Na ementa encontram-se alguns dos clássicos mais procurados das festas populares: caldo verde (2€), bifanas no pão (3€), cachorros (2,50€), pica-pau (5€), entremeada no pão (3€), hambúrgueres (4€), chouriço assado (5€), sardinha no pão (2€) e caracóis, que custam 5€ a dose pequena e 9€ o prato grande.

“As nossas sardinhas são muito procuradas por serem boas, mas sem dúvida que os caracóis são o nosso petisco mais pedido”, garante. O prato tornou-se uma das imagens de marca do espaço.
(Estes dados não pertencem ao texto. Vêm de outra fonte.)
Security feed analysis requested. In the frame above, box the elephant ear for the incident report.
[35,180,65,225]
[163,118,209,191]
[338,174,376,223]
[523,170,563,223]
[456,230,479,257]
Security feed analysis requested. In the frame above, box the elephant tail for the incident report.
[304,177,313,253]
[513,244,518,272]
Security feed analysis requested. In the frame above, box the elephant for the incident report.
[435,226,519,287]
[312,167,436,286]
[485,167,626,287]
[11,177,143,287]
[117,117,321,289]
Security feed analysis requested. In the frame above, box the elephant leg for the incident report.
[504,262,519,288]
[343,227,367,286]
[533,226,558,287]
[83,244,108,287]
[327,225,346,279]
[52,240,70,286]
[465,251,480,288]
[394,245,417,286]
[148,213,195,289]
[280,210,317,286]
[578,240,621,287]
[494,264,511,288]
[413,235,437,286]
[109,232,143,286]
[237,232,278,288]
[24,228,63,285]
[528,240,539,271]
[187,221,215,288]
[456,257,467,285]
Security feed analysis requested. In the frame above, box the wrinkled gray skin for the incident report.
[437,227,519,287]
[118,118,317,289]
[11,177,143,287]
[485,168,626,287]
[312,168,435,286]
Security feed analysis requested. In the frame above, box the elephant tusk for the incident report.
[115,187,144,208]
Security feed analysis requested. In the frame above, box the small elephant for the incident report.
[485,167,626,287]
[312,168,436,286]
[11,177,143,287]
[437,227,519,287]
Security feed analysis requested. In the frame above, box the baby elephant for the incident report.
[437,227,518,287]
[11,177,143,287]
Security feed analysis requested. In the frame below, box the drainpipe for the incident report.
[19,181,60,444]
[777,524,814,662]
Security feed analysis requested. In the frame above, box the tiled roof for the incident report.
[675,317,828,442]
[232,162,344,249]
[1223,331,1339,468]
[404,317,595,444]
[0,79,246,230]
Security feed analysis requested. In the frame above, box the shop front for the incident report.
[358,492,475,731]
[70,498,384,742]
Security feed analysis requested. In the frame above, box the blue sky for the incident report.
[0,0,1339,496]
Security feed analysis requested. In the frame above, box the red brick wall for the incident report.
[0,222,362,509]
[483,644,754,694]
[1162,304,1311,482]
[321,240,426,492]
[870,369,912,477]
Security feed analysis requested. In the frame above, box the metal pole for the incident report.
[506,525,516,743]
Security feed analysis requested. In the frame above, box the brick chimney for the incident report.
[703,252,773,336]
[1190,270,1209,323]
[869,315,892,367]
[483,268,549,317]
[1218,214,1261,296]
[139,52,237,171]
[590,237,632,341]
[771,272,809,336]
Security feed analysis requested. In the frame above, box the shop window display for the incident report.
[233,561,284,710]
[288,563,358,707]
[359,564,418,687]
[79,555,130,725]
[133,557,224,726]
Por trás da receita está António Marques Miguel, conhecido por Toni, presidente do clube e responsável pela preparação dos caracóis.

“No bom dia chegamos a vender 50 quilos. Tivemos dias nas Festas que só na primeira hora vendemos 30 quilos”, confessa. O segredo, garante João, está na preparação. “Ele lava cerca de 7 vezes os caracóis. Vem para aqui mais cedo que todos, ainda de tarde, para lavar os caracóis e prepará-los, ninguém sabe a receita nem deixa que o vejam a fazer”, revela.